Rt Rev Colin Sinclair is joining the Archbishop of Canterbury, Justin Welby, and other church leaders to issue a national call to prayer.
The Moderator said:
“There are many different ways the Church can and should offer support and help to their communities at this time, but one way is through prayer. We believe in a God who hears and answers prayer.
“We are encouraged to come honestly in prayer, sharing openly our emotions, questions and concerns in the light of COVID 19.
“We have become aware in a new way of our frailty and need to renew our dependence on God. I welcome this call to prayer across the UK and encourage you to join in it this Sunday wherever you are.”
Light a candle
The call to prayer asks everyone to light a candle at 7pm on Sunday as ‘a visible symbol of the light of life, Jesus Christ, our source and hope in prayer.’

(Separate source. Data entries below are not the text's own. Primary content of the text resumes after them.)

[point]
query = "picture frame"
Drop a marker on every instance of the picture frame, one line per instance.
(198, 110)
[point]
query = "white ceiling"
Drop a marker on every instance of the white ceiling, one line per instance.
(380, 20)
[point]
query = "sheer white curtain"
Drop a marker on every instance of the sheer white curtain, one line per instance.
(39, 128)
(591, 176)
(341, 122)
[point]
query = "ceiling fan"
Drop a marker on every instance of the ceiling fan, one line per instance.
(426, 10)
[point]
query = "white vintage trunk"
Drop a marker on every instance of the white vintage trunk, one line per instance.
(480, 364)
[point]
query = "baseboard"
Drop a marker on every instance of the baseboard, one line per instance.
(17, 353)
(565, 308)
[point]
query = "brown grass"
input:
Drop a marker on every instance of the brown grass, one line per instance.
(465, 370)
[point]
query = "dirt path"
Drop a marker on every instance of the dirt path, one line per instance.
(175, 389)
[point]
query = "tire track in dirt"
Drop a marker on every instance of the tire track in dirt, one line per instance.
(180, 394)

Church leaders are seeking to quell fears and remind us of God’s presence and love. They write:
“At such a time as this, when so many are fearful and there is great uncertainty, we are reminded of our dependence on our loving Heavenly Father and the future that he holds.”
Pray for leaders
“We have the great privilege and freedom to be able to call upon God, wherever we are, individually and corporately, for healing in our nation. We would pray for all in leadership at this time, making decisions about the containment of the COVID-19 virus, for those working in health and social care, and especially for the most vulnerable, whether elderly or those with underlying health conditions.

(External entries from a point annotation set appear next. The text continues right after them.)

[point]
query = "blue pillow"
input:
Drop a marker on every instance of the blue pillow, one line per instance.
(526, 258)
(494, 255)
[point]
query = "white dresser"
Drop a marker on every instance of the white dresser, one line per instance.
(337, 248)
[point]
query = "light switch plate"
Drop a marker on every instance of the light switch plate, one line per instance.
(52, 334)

“There are already stories being told of wonderful acts of kindness across neighbourhoods. Alongside your prayers, take the opportunity to telephone or email someone who is isolated, buy some additional food for your local foodbank, offer to deliver shopping for an elderly neighbour. We may not be able to touch physically, but we can make connections in so many other ways.

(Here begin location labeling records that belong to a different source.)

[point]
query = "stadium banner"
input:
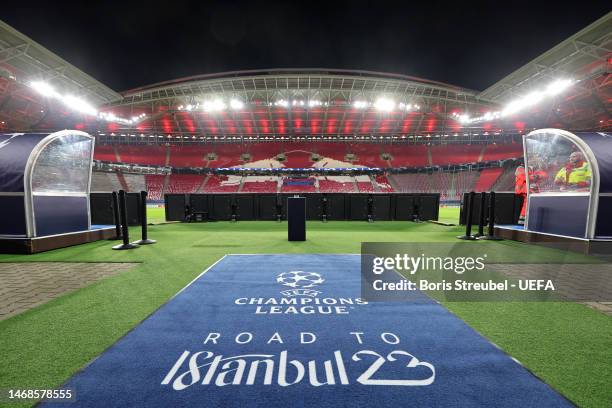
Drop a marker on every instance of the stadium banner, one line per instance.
(293, 330)
(464, 272)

“At 7pm this Sunday, light a candle in the windows of your homes as a visible symbol of the light of life, Jesus Christ, our source and hope in prayer.
“We note that this call to prayer and action comes on Mothering Sunday: a time of thankfulness, remembering especially mothers that have served us, often in very costly ways. It is also a very mixed day for many.
"For some the remembrance is painful, and for others Mothering Sunday is a reminder of disappointment or loss. In many ways, this period under the shadow of the coronavirus will be prompting similarly diverse reactions and so it seems especially appropriate that the call to prayer is made this Sunday.
“Cast all your anxiety on him, because he cares for you” 1 Peter 5:7.